Ranking athletes by nationality In an international track competition, there are five United States athletes, four Russian athletes, three French athletes, and one German athlete. How many rankings of the 13 athletes are there when
b) Only nationality is counted and all the U.S athletes finish ahead of all the Russian athletes?
Would the answer by C(13, 9) * P(8; 4, 3, 1)?
 A: HINT: Rankings for this competition are simply arrangements of the 13 athletes. Since only nationality is counted, there are $\frac{13!}{5!4!3!}$ possible rankings (and 13 possible ranks). There are $5!$ possible rankings among the Americans, and $4!$ among the Russians. How can you find the number of possible rankings if all the U.S. athletes beat all the Russian athletes?       My advice is to simplify the problem and then generalize the mechanism (this helps with a lot of combinatorics problems). In other words, change the problem so that you have, say, 7 possible ranks, and fewer athletes. And think of the ranks as boxes into which you can put the athletes, subject to the constraint that some of them (the American ones) are always ahead of others (the Russian ones).
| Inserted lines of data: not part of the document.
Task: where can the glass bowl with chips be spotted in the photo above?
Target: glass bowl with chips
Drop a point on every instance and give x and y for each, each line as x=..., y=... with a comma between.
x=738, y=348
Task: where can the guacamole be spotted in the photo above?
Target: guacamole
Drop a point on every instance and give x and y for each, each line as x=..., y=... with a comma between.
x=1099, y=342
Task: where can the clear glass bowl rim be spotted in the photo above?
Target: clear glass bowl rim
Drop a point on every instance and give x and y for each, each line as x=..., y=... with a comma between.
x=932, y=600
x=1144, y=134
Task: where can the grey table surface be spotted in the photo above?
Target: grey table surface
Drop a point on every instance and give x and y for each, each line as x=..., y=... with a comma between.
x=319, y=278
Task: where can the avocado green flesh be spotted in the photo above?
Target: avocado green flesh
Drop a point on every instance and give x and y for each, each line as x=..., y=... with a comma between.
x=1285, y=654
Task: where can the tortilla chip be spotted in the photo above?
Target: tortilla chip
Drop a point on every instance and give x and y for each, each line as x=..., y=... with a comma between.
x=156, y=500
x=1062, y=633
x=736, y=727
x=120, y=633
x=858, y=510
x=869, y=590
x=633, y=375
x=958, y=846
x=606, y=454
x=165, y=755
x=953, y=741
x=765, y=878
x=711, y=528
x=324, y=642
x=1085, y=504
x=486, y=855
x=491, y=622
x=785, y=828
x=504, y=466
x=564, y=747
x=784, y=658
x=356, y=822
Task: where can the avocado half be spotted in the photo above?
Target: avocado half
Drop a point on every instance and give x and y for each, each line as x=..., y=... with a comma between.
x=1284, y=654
After you do this, you should discover how it works, and you can then apply it to your original problem.
A: Line up the 5 Americans and the 4 Russians.  We can think of these 9 people as dividers, and then there are $\binom {12}{3}$ ways to distribute the 3 French athletes between these dividers.  This leaves 13 gaps into which the German can be placed, so the answer should be $13\binom{12}{3}$.
Here's another approach:  
Color 3 balls red, 1 ball black, and 9 balls green;
these can be arranged in $\displaystyle\frac{13!}{9!3!}$ ways. (The first 5 green balls correspond the Americans and the remaining 4 green balls correspond to the Russians.)
A: Think of it as the number of ways of arranging 13 balls, 3 of which are green, 5 are red, 4 are blue and 1 is white, such that none of the blue balls come before any red ball.
this is 4[C(8,4) + 5.C(7,4) + C(6,4).C(6,4) + C(7,3).C(5,4) + C(8,4)] .